We study the problem of finding maximal exact matches (MEMs) between a query string $Q$ and a labeled graph $G$. MEMs are an important class of seeds, often used in seed-chain-extend type of practical alignment methods because of their strong connections to classical metrics. A principled way to speed up chaining is to limit the number of MEMs by considering only MEMs of length at least $\kappa$ ($\kappa$-MEMs). However, on arbitrary input graphs, the problem of finding MEMs cannot be solved in truly sub-quadratic time under SETH (Equi et al., ICALP 2019) even on acyclic graphs. In this paper we show an $O(n\cdot L \cdot d^{L-1} + m + M_{\kappa,L})$-time algorithm finding all $\kappa$-MEMs between $Q$ and $G$ spanning exactly $L$ nodes in $G$, where $n$ is the total length of node labels, $d$ is the maximum degree of a node in $G$, $m = |Q|$, and $M_{\kappa,L}$ is the number of output MEMs. We use this algorithm to develop a $\kappa$-MEM finding solution on indexable Elastic Founder Graphs (Equi et al., Algorithmica 2022) running in time $O(nH^2 + m + M_\kappa)$, where $H$ is the maximum number of nodes in a block, and $M_\kappa$ is the total number of $\kappa$-MEMs. Our results generalize to the analysis of multiple query strings (MEMs between $G$ and any of the strings). Additionally, we provide some preliminary experimental results showing that the number of graph MEMs is an order of magnitude smaller than the number of string MEMs of the corresponding concatenated collection.

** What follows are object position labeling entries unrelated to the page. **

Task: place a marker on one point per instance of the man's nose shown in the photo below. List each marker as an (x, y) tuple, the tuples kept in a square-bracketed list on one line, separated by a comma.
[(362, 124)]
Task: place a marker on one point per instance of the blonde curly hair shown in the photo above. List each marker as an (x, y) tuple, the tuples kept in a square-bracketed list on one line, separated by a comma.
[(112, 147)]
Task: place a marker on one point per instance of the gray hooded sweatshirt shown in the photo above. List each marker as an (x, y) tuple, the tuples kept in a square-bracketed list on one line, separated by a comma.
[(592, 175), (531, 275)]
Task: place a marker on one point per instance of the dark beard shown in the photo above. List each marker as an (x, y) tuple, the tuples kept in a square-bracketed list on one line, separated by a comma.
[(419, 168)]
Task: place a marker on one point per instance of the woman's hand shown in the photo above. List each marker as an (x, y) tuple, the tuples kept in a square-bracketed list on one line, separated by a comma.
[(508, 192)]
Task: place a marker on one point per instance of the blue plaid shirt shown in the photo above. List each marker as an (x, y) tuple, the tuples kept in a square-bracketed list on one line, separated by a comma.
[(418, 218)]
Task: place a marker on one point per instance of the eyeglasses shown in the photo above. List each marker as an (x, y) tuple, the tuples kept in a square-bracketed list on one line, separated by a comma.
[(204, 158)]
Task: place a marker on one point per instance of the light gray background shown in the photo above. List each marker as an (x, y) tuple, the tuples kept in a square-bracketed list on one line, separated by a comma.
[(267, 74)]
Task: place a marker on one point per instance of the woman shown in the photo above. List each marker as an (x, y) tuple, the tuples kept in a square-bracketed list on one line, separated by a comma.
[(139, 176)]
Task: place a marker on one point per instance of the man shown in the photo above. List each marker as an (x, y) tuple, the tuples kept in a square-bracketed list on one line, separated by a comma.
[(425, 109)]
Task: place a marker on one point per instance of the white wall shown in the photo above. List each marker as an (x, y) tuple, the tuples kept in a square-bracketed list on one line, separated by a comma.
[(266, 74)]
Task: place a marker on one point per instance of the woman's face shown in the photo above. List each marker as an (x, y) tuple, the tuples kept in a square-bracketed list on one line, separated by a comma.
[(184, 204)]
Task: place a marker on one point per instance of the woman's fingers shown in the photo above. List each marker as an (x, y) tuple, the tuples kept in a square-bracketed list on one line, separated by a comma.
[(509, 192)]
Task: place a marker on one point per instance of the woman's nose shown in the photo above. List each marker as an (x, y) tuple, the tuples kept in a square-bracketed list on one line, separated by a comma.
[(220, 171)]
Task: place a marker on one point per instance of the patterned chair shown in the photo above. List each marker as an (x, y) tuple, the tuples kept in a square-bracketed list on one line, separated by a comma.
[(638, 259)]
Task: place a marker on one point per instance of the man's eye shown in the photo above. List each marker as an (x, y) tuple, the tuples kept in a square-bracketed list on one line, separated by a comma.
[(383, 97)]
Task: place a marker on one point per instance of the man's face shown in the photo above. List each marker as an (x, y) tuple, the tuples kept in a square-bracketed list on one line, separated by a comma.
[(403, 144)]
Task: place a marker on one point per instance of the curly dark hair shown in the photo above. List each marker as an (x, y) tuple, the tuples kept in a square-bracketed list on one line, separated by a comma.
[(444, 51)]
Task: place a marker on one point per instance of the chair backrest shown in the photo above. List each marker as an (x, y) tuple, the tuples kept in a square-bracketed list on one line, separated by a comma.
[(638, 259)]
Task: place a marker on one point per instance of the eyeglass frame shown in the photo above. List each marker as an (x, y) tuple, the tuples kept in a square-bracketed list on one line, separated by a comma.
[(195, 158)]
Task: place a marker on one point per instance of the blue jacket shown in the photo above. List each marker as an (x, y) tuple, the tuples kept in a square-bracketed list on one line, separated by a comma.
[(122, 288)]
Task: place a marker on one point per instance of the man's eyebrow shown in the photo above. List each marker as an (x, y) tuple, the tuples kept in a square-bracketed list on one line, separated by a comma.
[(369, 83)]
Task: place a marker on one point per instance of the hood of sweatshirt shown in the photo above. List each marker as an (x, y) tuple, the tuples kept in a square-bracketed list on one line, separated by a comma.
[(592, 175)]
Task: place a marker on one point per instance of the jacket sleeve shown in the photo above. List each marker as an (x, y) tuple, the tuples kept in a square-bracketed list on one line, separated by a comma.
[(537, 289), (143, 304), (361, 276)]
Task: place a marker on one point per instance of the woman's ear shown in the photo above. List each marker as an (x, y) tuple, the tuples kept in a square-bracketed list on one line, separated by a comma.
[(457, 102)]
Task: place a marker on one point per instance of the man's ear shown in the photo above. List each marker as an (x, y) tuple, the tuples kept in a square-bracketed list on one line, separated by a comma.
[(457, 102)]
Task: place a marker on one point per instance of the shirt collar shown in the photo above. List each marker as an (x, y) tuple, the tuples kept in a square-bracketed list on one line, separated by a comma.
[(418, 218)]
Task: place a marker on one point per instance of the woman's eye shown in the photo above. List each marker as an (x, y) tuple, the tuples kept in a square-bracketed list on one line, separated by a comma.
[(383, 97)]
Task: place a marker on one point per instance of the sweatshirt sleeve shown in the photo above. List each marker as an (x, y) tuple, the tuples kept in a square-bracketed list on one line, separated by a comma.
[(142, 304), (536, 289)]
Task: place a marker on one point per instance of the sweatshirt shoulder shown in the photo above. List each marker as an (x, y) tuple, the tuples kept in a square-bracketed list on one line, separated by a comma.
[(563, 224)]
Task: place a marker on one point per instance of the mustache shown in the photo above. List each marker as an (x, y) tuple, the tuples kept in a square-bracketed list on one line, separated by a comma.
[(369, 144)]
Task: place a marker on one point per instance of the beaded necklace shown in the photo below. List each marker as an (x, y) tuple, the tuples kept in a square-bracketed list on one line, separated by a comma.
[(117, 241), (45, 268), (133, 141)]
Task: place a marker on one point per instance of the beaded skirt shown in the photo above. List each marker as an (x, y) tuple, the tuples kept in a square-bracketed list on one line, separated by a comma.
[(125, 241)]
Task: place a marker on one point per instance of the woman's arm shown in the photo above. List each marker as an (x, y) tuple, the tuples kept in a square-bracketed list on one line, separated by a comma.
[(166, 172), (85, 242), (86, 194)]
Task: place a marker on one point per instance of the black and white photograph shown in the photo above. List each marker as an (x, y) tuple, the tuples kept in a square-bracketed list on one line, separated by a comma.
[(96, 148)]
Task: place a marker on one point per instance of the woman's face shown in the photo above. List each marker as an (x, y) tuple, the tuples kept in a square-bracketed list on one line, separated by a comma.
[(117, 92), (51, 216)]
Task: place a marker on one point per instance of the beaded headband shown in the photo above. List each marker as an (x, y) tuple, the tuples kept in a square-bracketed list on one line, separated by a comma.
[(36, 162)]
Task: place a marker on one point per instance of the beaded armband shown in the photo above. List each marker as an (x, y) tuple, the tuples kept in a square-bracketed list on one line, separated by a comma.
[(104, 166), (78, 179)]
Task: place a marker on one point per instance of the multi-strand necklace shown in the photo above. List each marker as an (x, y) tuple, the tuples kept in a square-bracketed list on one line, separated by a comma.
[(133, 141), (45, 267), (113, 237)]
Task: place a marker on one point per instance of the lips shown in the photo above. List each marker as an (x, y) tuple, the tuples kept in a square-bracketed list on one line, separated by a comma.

翻译：我们研究了查询字符串$Q$与带标签图$G$之间最大精确匹配（MEMs）的发现问题。MEMs是一类重要的种子片段，因其与经典度量指标的强关联性，常被用于种子-链-扩展类型的实用比对方法中。提升链构建效率的基本原则是通过仅考虑长度至少为$\kappa$的MEMs（即$\kappa$-MEMs）来限制MEM数量。然而在任意输入图上，即使针对无环图，在SETH假设下（Equi等，ICALP 2019）MEM发现问题也无法在严格的次二次时间内求解。本文提出一种时间复杂度为$O(n\cdot L \cdot d^{L-1} + m + M_{\kappa,L})$的算法，可找出$Q$与$G$之间恰好跨越$G$中$L$个节点的所有$\kappa$-MEMs，其中$n$为节点标签总长度，$d$为$G$中节点最大度数，$m = |Q|$，$M_{\kappa,L}$为输出MEM数量。基于该算法，我们为可索引弹性基因座图（Equi等，Algorithmica 2022）开发了一种$\kappa$-MEM发现方案，运行时间为$O(nH^2 + m + M_\kappa)$，其中$H$为区块内最大节点数，$M_\kappa$为$\kappa$-MEM总数量。本文结果可推广至多查询字符串分析（$G$与任意字符串间的MEMs）。此外，初步实验表明图结构中的MEM数量比相应串联集合的字符串MEM数量低一个数量级。